BRUSSELS -- Over the objections of consumer groups, the European Parliament passed a bill yesterday to crack down on piracy of products ranging from soccer shirts to digital media.
Rejecting claims that recording companies could use the measure to harass Internet file-sharers in their own homes, the European Union assembly, meeting in Strasbourg, France, used fast-track procedures to approve the bill 330 to 151, with 39 abstentions.
EU ministers were expected to sign off on the new rules within weeks. Member EU governments would then have two years to write them into national law.
Under the bill, convicted counterfeiters could face civil penalties, including seizure of property and bank accounts. Specific penalty amounts were replaced by language calling for damages "proportionate and sufficiently deterrent."
Lawmakers also dropped proposed criminal sanctions sought by the recording industry and the EU's head office, although individual countries are free to add them.
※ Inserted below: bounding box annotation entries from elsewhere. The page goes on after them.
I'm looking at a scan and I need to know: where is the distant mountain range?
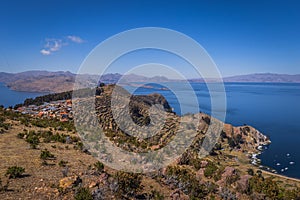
[0,71,300,92]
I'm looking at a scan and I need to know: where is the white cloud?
[40,49,51,56]
[40,35,85,56]
[67,35,84,44]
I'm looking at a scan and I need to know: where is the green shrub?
[204,162,218,177]
[74,187,93,200]
[5,166,25,178]
[40,149,55,160]
[58,160,68,167]
[94,161,104,172]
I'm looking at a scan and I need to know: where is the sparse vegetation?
[40,149,55,160]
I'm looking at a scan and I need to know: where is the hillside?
[0,85,300,200]
[0,71,300,93]
[224,73,300,83]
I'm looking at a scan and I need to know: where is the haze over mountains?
[0,71,300,92]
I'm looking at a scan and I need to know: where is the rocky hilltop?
[0,85,300,200]
[0,71,300,93]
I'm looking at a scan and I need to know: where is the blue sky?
[0,0,300,76]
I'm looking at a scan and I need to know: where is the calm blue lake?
[126,83,300,178]
[0,83,46,107]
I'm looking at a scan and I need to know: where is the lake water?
[126,83,300,178]
[0,83,300,178]
[0,83,46,107]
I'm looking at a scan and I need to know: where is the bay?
[0,82,46,108]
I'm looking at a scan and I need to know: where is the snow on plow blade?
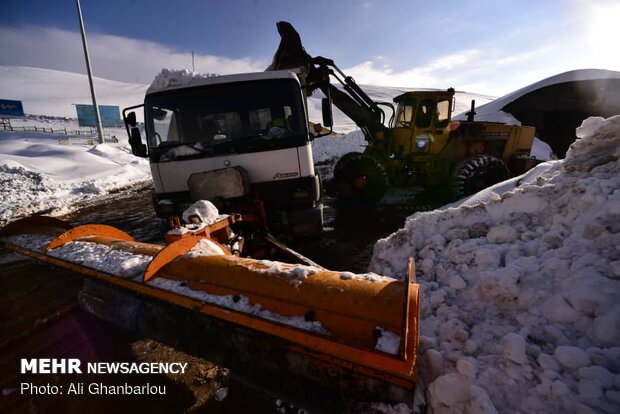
[0,216,419,403]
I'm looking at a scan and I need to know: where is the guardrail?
[0,124,118,142]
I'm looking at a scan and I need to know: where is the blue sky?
[0,0,620,96]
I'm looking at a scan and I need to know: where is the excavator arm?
[267,22,394,142]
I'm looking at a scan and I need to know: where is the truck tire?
[451,155,510,199]
[334,153,388,204]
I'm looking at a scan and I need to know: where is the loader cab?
[391,88,454,157]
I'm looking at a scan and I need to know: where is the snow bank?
[0,131,151,225]
[370,116,620,413]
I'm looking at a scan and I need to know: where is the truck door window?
[149,108,179,147]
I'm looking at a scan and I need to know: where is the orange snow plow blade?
[0,217,419,402]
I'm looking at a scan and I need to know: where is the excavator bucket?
[0,217,419,404]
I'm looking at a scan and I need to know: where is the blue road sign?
[0,99,24,116]
[75,104,122,128]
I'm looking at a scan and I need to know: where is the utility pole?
[75,0,103,144]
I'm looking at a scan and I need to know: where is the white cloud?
[0,26,268,84]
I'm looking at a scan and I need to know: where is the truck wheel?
[451,155,510,198]
[334,153,388,204]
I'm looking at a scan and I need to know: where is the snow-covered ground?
[0,128,151,225]
[370,116,620,413]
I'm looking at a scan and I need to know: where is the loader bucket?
[0,217,419,404]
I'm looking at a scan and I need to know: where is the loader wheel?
[451,155,510,199]
[334,153,388,204]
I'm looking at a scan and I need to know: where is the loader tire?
[451,155,510,199]
[334,153,388,204]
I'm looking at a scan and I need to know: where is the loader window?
[435,100,450,128]
[415,99,434,128]
[395,100,415,128]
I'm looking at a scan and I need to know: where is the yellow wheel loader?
[271,22,536,203]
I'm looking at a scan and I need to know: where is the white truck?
[123,70,331,236]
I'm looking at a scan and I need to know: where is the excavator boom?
[267,22,394,142]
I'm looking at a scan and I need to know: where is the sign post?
[75,0,103,144]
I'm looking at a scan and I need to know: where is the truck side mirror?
[321,98,334,128]
[129,126,148,158]
[124,111,138,127]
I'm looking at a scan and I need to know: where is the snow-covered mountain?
[0,66,147,118]
[0,66,493,133]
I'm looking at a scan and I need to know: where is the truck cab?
[123,70,323,236]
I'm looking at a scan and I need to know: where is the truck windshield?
[146,79,308,160]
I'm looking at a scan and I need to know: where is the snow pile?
[184,238,226,258]
[0,131,151,225]
[48,241,153,278]
[146,277,329,335]
[454,69,620,125]
[370,116,620,413]
[242,258,322,286]
[183,200,220,225]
Despite safeguards in the bill, consumer groups complained it still could create problems for people who download music at home for private use.
The bill gives intellectual property holders, with court approval, the power to seize goods and freeze bank accounts before suspects can mount a defense. While the provision is designed to prevent evidence destruction, critics worry that it could be abused.
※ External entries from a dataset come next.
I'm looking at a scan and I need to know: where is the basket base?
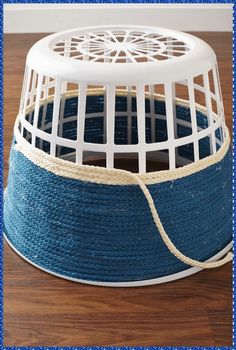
[4,234,233,287]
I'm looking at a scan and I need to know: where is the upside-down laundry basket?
[4,26,232,286]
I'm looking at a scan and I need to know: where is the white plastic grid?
[17,26,225,173]
[52,29,189,63]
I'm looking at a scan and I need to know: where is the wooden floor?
[4,33,232,346]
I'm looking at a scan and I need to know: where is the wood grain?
[4,32,232,346]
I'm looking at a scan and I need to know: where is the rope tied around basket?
[14,132,233,269]
[132,172,233,269]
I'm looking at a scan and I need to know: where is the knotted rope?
[130,173,233,269]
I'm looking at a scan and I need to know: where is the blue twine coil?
[4,97,232,282]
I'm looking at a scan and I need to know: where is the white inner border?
[4,234,233,287]
[3,4,233,33]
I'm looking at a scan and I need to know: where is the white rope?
[131,173,233,269]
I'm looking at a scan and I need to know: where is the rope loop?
[132,172,233,269]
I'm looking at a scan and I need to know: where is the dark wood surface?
[4,32,232,346]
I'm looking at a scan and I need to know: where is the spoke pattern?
[52,30,190,63]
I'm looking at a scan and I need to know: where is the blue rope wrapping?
[4,95,232,282]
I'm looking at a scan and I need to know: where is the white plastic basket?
[15,26,225,173]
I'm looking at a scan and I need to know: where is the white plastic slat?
[165,83,176,169]
[136,85,146,173]
[32,75,43,146]
[50,79,61,157]
[203,73,216,154]
[127,86,133,144]
[188,78,199,162]
[76,83,87,164]
[106,85,116,168]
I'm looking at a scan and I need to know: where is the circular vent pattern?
[52,30,190,63]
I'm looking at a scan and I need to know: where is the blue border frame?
[0,0,236,350]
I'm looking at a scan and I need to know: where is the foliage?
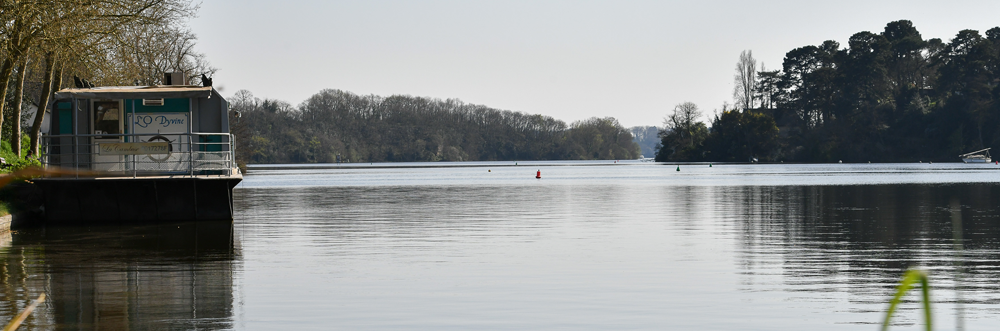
[629,126,662,157]
[0,134,41,173]
[656,102,708,162]
[229,90,639,163]
[882,270,934,331]
[680,20,1000,162]
[0,0,207,155]
[705,110,778,162]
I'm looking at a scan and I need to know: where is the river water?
[0,161,1000,330]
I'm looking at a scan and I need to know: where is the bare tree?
[663,101,702,131]
[0,0,197,154]
[733,50,757,111]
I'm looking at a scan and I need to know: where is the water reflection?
[0,222,239,330]
[721,184,1000,329]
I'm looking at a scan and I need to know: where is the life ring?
[146,135,174,162]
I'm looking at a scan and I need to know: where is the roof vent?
[163,71,187,85]
[142,99,163,106]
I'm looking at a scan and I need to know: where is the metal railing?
[40,133,236,177]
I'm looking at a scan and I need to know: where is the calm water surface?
[0,162,1000,330]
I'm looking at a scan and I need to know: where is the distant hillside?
[229,90,639,163]
[629,126,661,158]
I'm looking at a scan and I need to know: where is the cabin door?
[90,100,125,171]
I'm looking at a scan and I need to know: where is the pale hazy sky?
[190,0,1000,126]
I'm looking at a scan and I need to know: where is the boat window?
[94,101,121,139]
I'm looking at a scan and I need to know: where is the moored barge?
[33,74,243,224]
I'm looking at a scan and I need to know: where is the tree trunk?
[10,56,28,157]
[28,52,59,157]
[0,57,14,147]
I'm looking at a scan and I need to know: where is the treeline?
[0,0,215,162]
[229,90,639,163]
[657,20,1000,162]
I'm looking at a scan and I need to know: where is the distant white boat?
[958,148,993,163]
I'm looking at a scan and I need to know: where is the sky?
[189,0,1000,127]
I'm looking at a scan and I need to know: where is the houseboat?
[958,148,993,163]
[33,73,243,224]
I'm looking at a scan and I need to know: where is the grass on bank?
[0,134,42,216]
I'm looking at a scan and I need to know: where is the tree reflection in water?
[0,222,239,330]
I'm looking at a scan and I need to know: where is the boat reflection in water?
[0,222,239,330]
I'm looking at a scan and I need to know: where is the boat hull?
[34,175,243,224]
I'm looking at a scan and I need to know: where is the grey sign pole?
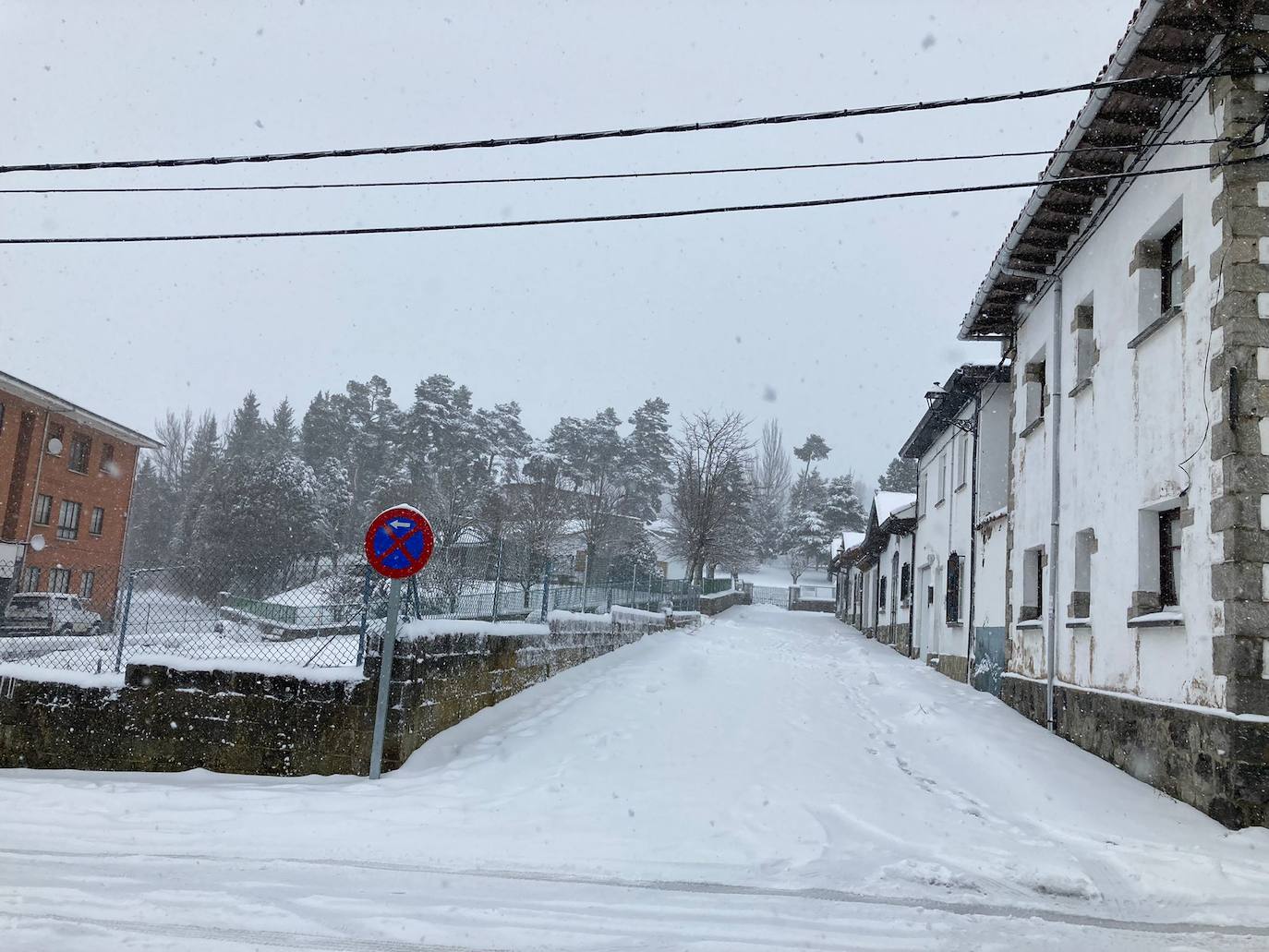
[370,579,401,780]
Jim Murray of BEUC, the European consumer organization, said the new rules would "give industry a weapon to intimidate consumers in their own homes."
EU lawmakers and officials insisted, however, that consumers would be well protected. Parliament approved an amendment that said the measures "need be applied only for breaches committed on a commercial scale," and not to consumers "acting in good faith" who download music for their own use at home.
"Contrary to the hysteria, there is no questions of dawn raids on teenagers in their homes," said British Socialist Arlene McCarthy.
EU Internal Market Commissioner Frits Bolkestein said the aim was "keeping the emphasis on catching the 'big fish' rather than the 'tiddlers' who commit relatively harmless acts like downloading a couple of tracks off the Internet for their own use."
But Andreas Dietl of European Digital Rights, a group that represents 14 privacy and civil rights organizations, questioned who gets to decide when a computer meets the threshold of commercial use.
The EU head office estimates piracy cost the bloc's legitimate economy nearly $10 billion a year between 1998 and 2001.
The new legislation aims to create one set of rules for the EU, including the 10 nations that join on May 1. It would replace the patchwork of national laws that send counterfeiters in some countries to jail and let others walk free.
EU governments will also have to update their laws to make sure trademarks are respected and allow trade associations to take counterfeiters to court.